Ed è così che l’Italia si è trasformata in una gigantesca Taranto di morte, con la povera gente dilaniata dal bisogno di lavorare e dalla istintiva lotta volta a tutelare la propria salute e quella dei propri cari.

E dopotutto che ha fatto lo Stato con le acciaierie di Taranto? Si è astenuto che tanto come da copione a prenderla in saccoccia sono sempre loro, gli ultimi: lavoratori e cittadini.

Il Capitale per definizione è interessato al profitto e non nutrirà alcun interesse diretto alla salvaguardia della salute e della vita: solo lo Stato, nazionalizzando quegli stabilimenti, potrà assumersi questa responsabilità, quella di tutelare lavoro e salute, proprio come la Costituzione gli ordina con gli articoli 4 e 32.

E l’ultima pagliacciata degli “assistenti civici” è coerente con la condotta che questa politica tiene ormai da tempo: è stato individuato il nuovo nemico pubblico numero 1, che forse sarebbe meglio definire il nuovo distrattore pubblico numero 1, la “movida” e lo spirito di perdizione dei giovani, e piuttosto che farsi carico delle esigenze di ordine pubblico conseguenti, lo Stato propone un bando per 60 mila volontari.

Come se il mondo del volontariato non fosse già abbondantemente sfruttato per mal celare forme di lavoro gratuito (anche nel pubblico, basta guardare al mondo della cultura e dei musei), qui si pensa bene di delegare ai volontari persino il compito di presidiare le strade. La cosa è grave, si arriva addirittura a sostenere che questi volontari debbano mettersi a disposizione dei Sindaci e del Governo: piuttosto che essere le istituzioni a servire il Paese e il suo Popolo, qui si arriva a rovesciare la dialettica e a pretendere che sia il Popolo a genuflettersi a questa gente qui.

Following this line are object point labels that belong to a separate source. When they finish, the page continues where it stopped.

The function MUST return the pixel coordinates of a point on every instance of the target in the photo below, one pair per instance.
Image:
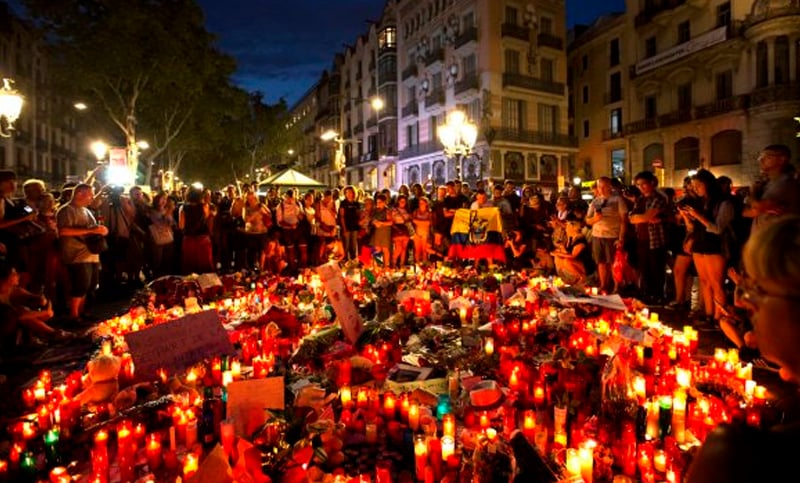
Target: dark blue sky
(282, 46)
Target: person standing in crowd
(608, 217)
(289, 214)
(75, 223)
(194, 221)
(778, 192)
(709, 224)
(740, 452)
(162, 233)
(649, 218)
(349, 222)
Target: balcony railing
(550, 40)
(657, 6)
(470, 34)
(435, 97)
(536, 137)
(411, 109)
(469, 81)
(410, 71)
(721, 106)
(778, 93)
(532, 83)
(609, 134)
(436, 55)
(420, 149)
(515, 31)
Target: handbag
(96, 244)
(162, 234)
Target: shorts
(82, 278)
(603, 249)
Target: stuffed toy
(101, 384)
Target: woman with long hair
(401, 234)
(422, 218)
(708, 224)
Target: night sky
(282, 46)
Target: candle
(153, 451)
(448, 447)
(660, 461)
(449, 425)
(586, 456)
(346, 396)
(420, 455)
(413, 416)
(529, 423)
(389, 405)
(573, 464)
(189, 465)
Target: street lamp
(458, 136)
(10, 106)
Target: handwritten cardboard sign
(248, 399)
(178, 344)
(341, 300)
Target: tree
(149, 64)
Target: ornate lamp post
(10, 106)
(458, 136)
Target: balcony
(435, 97)
(420, 149)
(532, 83)
(536, 137)
(778, 93)
(721, 106)
(674, 117)
(515, 31)
(656, 7)
(468, 82)
(609, 134)
(550, 40)
(436, 55)
(470, 34)
(411, 109)
(410, 71)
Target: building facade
(709, 83)
(47, 142)
(502, 62)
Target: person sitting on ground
(23, 311)
(573, 260)
(771, 292)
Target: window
(762, 64)
(684, 32)
(613, 53)
(724, 83)
(650, 111)
(615, 87)
(724, 14)
(546, 70)
(781, 59)
(650, 47)
(548, 118)
(726, 148)
(513, 115)
(686, 153)
(685, 96)
(512, 61)
(469, 64)
(615, 121)
(546, 25)
(511, 15)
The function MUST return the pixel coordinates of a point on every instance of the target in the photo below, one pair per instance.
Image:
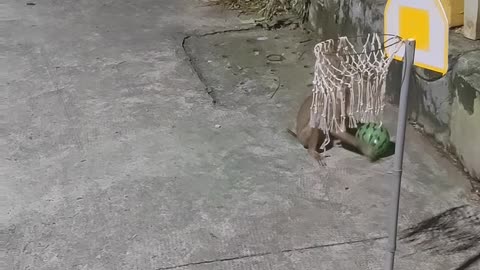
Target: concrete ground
(116, 158)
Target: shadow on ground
(452, 231)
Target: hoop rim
(383, 47)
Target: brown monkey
(310, 137)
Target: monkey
(310, 137)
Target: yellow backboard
(426, 22)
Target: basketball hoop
(349, 78)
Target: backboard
(426, 22)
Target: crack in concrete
(262, 254)
(210, 91)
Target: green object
(375, 136)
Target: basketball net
(350, 83)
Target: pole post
(399, 149)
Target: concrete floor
(113, 160)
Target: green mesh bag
(375, 136)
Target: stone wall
(448, 108)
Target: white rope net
(349, 85)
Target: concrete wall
(447, 108)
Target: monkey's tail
(292, 133)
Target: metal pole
(399, 148)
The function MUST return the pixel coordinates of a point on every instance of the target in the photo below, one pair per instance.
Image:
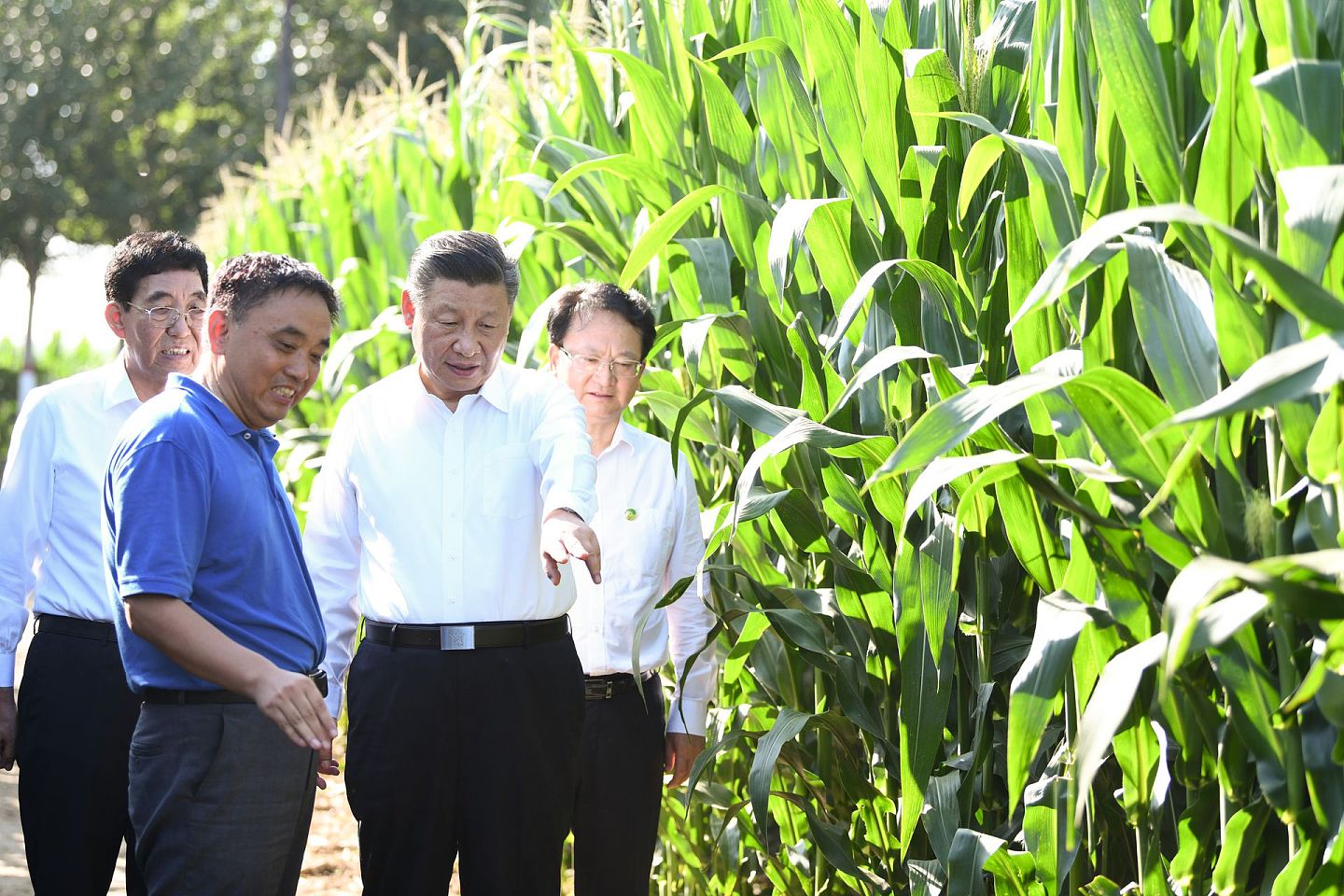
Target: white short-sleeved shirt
(51, 503)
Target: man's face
(269, 359)
(152, 349)
(458, 332)
(607, 337)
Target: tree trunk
(286, 74)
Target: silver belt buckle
(457, 637)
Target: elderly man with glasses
(76, 712)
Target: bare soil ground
(330, 862)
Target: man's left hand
(679, 754)
(565, 536)
(326, 766)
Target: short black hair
(247, 281)
(464, 256)
(146, 254)
(576, 303)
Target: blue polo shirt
(194, 510)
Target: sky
(70, 299)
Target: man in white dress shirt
(76, 712)
(648, 520)
(451, 492)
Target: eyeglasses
(167, 315)
(586, 364)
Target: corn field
(1005, 340)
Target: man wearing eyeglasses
(76, 712)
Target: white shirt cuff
(687, 716)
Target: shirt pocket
(510, 486)
(645, 544)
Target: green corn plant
(1005, 342)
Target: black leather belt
(607, 687)
(194, 697)
(94, 629)
(467, 637)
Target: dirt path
(330, 862)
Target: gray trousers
(220, 801)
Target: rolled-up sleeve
(332, 550)
(158, 508)
(562, 452)
(26, 500)
(690, 617)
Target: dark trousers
(76, 716)
(616, 810)
(220, 801)
(463, 754)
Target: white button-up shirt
(51, 503)
(648, 523)
(425, 514)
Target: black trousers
(220, 800)
(76, 716)
(463, 755)
(616, 810)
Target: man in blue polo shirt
(220, 632)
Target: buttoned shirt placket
(455, 500)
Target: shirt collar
(497, 387)
(228, 421)
(118, 387)
(620, 437)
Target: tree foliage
(119, 116)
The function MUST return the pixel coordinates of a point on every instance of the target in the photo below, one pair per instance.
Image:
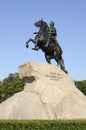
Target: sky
(17, 18)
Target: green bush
(81, 85)
(42, 124)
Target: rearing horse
(51, 52)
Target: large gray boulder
(49, 93)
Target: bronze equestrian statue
(45, 40)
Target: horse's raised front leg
(48, 59)
(30, 40)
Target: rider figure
(52, 35)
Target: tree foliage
(10, 85)
(81, 85)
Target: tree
(10, 85)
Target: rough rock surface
(49, 93)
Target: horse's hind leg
(48, 59)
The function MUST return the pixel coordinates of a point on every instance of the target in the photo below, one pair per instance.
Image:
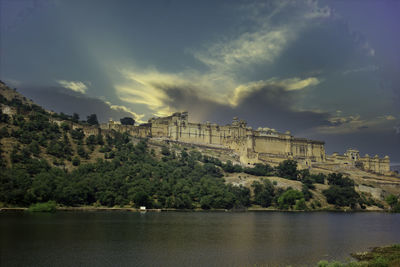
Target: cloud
(76, 86)
(59, 99)
(361, 69)
(138, 117)
(354, 123)
(290, 84)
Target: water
(190, 238)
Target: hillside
(47, 156)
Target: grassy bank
(388, 256)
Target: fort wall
(263, 145)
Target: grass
(388, 256)
(43, 207)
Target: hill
(47, 156)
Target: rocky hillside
(45, 159)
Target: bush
(76, 161)
(300, 205)
(287, 169)
(341, 196)
(49, 206)
(288, 199)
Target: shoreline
(129, 209)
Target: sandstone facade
(263, 145)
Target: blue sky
(327, 70)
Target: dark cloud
(59, 99)
(270, 106)
(384, 142)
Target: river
(190, 238)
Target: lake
(190, 238)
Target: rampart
(263, 145)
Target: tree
(75, 117)
(288, 169)
(288, 199)
(127, 121)
(263, 192)
(92, 119)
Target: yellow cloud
(76, 86)
(137, 117)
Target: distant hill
(46, 156)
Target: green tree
(127, 121)
(92, 119)
(288, 199)
(288, 169)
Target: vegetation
(49, 206)
(377, 257)
(393, 202)
(51, 159)
(127, 121)
(341, 191)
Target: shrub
(287, 169)
(49, 206)
(288, 199)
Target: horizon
(320, 69)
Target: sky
(325, 70)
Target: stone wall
(352, 158)
(254, 146)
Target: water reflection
(190, 238)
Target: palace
(263, 145)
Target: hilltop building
(263, 145)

Non basta: nell’idea originaria parrebbe fosse contenuta la clausola per cui questi assistenti dovessero essere individuati tra i precettori di reddito di cittadinanza o altri ammortizzatori sociali.

L’idea era (e per questa gente forse lo è ancora) quella di concepire un sussidio di inclusione e lotta alla povertà, magari senza contribuzione previdenziale, come forma di retribuzione vera e propria e sticazzi l’articolo 36 della Costituzione.

È una vergogna e pensare che tale proposta indecente sia il frutto dell’ingegno di Boccia e Decaro, due esponenti del Partito Democratico, gente che si professa di centro sinistra, fa veramente salire il sangue alla testa: chi rappresentano, chi tutelano, chi garantiscono? Su quale Costituzione prestano giuramento questi individui?

Ci vada Boccia a fare l’assistente civico, la indossi lui quella pettorina ridicola, e lo dimostri per davvero quel senso civico che la sua proposta è assai lungi dal rappresentare: il suo sì, che è uno stipendio conforme a quanto prescrive la Costituzione; i suoi sì, che sono emolumenti sufficienti a garantirgli un’esistenza “libera e dignitosa”.

Oppure ci vada Decaro, se proprio ci tiene, che tanto è abituato a farsi riprendere “per caso”, mentre va in giro platealmente a chiudere i parchi pubblici della città di Bari.

E questi sono gli stessi che vanno in TV a commuoversi per pensionati e immigrati: ipocriti!